Remortgage

When should you consider a remortgage?

Your current deal is coming to an end, or has already ended

Usually mortgage deals last between 2-5 years. When a deal ends you will fall on to your lenders standard variable rate SVR.  Therefore your monthly payments will usually increase heavily.  It’s best to start looking at new deals to remortgage 3-4 months before the current deal ends to ensure you don’t end up on the SVR.

Your can get a better rate

Leaving a deal you are tied tied in could mean you’ll have to pay an early redemption charge (ERC). It still may be in your interest to change the deal if it saves you considerable amounts over that period. Do the maths and work out how much the new mortgage will save you over the long run, and is that enough to be worth paying the ERC.

Your property has increased in value dramatically

Sometimes your property may have increased in value considerably.  This means your loan to value (LTV) is now lower, so you may get a better rate.  we can do the maths and consider if it will be worth it as you’ll have to pay that ERC.

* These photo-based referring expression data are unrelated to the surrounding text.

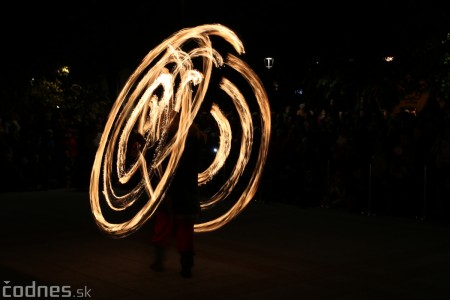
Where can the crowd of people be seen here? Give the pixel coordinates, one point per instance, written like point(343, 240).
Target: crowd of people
point(365, 159)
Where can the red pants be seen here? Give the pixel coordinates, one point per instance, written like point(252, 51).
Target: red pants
point(168, 226)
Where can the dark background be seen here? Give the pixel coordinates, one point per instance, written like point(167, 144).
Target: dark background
point(109, 36)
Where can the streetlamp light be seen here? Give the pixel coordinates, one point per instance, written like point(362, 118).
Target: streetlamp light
point(268, 62)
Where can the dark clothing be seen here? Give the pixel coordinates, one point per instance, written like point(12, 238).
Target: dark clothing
point(183, 191)
point(176, 216)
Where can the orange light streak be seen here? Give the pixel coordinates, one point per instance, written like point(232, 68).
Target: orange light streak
point(167, 80)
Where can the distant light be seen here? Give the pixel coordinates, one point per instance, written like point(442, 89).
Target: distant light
point(268, 62)
point(298, 92)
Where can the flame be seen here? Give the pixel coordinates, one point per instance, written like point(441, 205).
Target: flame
point(167, 80)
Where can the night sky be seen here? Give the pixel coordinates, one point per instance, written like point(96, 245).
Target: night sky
point(118, 35)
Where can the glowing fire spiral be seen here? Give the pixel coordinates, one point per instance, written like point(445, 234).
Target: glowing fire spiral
point(167, 81)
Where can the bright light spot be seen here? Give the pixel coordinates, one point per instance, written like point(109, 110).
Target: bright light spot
point(172, 78)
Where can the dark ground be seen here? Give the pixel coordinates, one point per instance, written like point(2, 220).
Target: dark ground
point(270, 251)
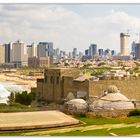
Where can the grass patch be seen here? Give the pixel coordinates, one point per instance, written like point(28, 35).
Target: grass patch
point(101, 132)
point(126, 131)
point(102, 120)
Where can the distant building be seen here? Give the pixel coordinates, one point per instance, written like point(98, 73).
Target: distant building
point(92, 50)
point(39, 61)
point(137, 49)
point(74, 53)
point(7, 53)
point(2, 54)
point(107, 52)
point(133, 49)
point(124, 44)
point(87, 52)
point(32, 50)
point(45, 49)
point(19, 54)
point(113, 52)
point(101, 52)
point(57, 52)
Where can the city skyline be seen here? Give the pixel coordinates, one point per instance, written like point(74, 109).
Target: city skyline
point(69, 26)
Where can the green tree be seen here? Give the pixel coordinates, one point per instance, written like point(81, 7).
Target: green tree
point(11, 98)
point(25, 98)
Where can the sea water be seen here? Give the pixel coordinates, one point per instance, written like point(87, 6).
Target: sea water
point(7, 87)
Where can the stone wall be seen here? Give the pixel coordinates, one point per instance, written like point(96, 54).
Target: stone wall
point(130, 88)
point(73, 86)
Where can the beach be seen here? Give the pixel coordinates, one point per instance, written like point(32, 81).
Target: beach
point(26, 81)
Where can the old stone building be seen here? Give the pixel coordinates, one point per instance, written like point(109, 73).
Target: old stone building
point(59, 82)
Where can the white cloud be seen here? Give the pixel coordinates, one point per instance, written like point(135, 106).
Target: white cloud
point(65, 28)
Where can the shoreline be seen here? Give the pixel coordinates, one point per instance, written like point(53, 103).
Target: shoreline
point(28, 84)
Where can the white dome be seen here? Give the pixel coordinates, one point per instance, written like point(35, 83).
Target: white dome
point(76, 105)
point(113, 101)
point(76, 101)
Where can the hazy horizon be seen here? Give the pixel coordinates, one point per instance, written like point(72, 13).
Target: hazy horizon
point(69, 25)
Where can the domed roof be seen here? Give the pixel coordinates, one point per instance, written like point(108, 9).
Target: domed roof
point(76, 101)
point(114, 97)
point(70, 96)
point(113, 100)
point(112, 89)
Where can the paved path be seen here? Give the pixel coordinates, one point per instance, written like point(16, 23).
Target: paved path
point(40, 119)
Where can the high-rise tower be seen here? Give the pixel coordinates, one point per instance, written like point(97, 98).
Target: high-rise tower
point(124, 44)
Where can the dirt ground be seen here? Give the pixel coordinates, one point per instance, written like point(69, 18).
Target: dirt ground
point(40, 119)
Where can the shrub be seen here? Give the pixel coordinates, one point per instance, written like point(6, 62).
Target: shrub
point(24, 98)
point(14, 104)
point(3, 104)
point(135, 112)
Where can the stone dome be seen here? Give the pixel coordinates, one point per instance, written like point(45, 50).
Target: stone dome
point(112, 89)
point(70, 96)
point(113, 100)
point(76, 106)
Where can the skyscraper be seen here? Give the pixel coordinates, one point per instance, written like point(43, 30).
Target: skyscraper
point(124, 44)
point(2, 54)
point(92, 49)
point(19, 54)
point(8, 48)
point(133, 48)
point(74, 53)
point(101, 52)
point(87, 52)
point(45, 49)
point(137, 53)
point(32, 50)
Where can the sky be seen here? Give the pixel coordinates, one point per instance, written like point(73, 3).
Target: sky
point(69, 26)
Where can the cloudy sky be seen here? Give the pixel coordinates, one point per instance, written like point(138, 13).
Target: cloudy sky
point(69, 26)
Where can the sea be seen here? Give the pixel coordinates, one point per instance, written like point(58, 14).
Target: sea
point(7, 87)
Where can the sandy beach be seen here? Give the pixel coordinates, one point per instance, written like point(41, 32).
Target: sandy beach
point(12, 77)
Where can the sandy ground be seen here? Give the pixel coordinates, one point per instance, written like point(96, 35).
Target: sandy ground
point(23, 120)
point(13, 78)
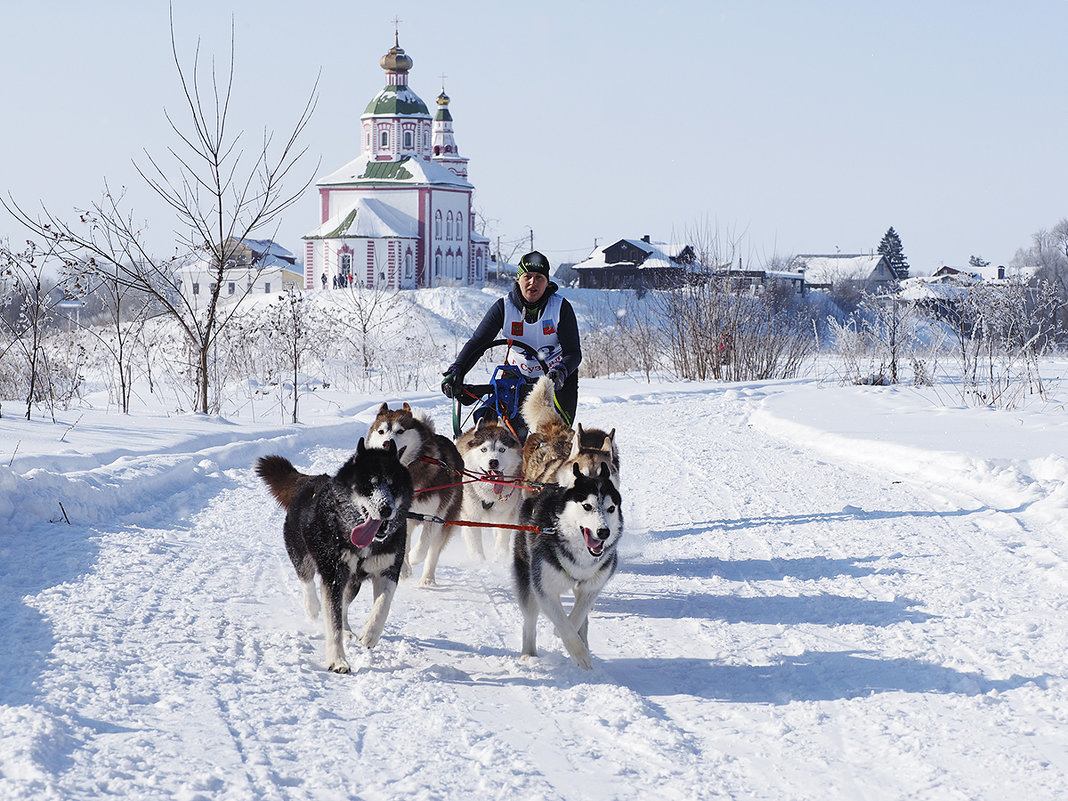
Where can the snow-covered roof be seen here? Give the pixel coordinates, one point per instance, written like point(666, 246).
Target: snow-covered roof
point(407, 171)
point(368, 218)
point(269, 247)
point(828, 269)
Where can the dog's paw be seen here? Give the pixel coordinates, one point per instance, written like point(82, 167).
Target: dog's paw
point(340, 665)
point(580, 655)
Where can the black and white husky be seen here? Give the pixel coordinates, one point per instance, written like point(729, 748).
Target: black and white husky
point(574, 551)
point(491, 452)
point(346, 528)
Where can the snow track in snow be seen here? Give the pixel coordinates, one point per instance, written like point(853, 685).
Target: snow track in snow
point(789, 621)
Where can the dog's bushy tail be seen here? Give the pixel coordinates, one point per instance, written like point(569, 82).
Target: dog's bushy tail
point(281, 477)
point(539, 413)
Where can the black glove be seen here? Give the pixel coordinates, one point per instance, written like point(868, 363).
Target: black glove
point(558, 375)
point(449, 385)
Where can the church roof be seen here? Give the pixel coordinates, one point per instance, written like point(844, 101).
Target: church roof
point(367, 219)
point(399, 100)
point(406, 171)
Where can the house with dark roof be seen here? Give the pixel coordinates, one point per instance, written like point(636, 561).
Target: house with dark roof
point(255, 267)
point(823, 271)
point(635, 264)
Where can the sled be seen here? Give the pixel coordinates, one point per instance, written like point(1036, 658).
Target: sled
point(501, 397)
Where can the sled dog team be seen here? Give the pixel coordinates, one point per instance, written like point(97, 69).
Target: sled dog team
point(355, 525)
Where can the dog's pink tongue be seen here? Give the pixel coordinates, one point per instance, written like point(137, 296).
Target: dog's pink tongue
point(364, 533)
point(595, 546)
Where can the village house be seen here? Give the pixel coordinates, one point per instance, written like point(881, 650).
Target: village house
point(825, 271)
point(257, 267)
point(634, 264)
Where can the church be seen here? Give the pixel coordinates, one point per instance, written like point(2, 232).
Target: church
point(398, 216)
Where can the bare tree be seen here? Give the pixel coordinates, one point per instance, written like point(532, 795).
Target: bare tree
point(28, 302)
point(220, 192)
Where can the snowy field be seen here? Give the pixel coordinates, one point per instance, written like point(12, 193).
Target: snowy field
point(826, 593)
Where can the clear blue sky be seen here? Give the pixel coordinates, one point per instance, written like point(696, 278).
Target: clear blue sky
point(792, 127)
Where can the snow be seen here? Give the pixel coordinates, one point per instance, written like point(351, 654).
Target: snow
point(826, 592)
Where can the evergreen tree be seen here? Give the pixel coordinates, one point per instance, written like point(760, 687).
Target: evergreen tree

You are currently on an interest only mortgage and don’t have a plan to repay

In this case it can be beneficial for you to switch to a repayment mortgage in order to get the balance paid off during the term.  Your current lender will probably be happy to let you switch without remortgaging, but their rates may not be as good on repayment.  So speak with a Mortgage Broker to see what every lender is offering to find the best remortgage deal.  It will only involve a little math to work out if it’s worth it.

You want to borrow more money

Perhaps you want to build a conservatory or buy a caravan.  Ask your current lender if it’s possible to borrow more money first before considering remortgaging. However if they say no it may be best to consider remortgages to a new deal in order to get that money you need.

You should always consider other methods of financing.  Adding to your mortgage can be very costly in the long run in terms of interest payable.  You may find it’s better to take out shorter term finance options and pay less interest.  We can help you find them.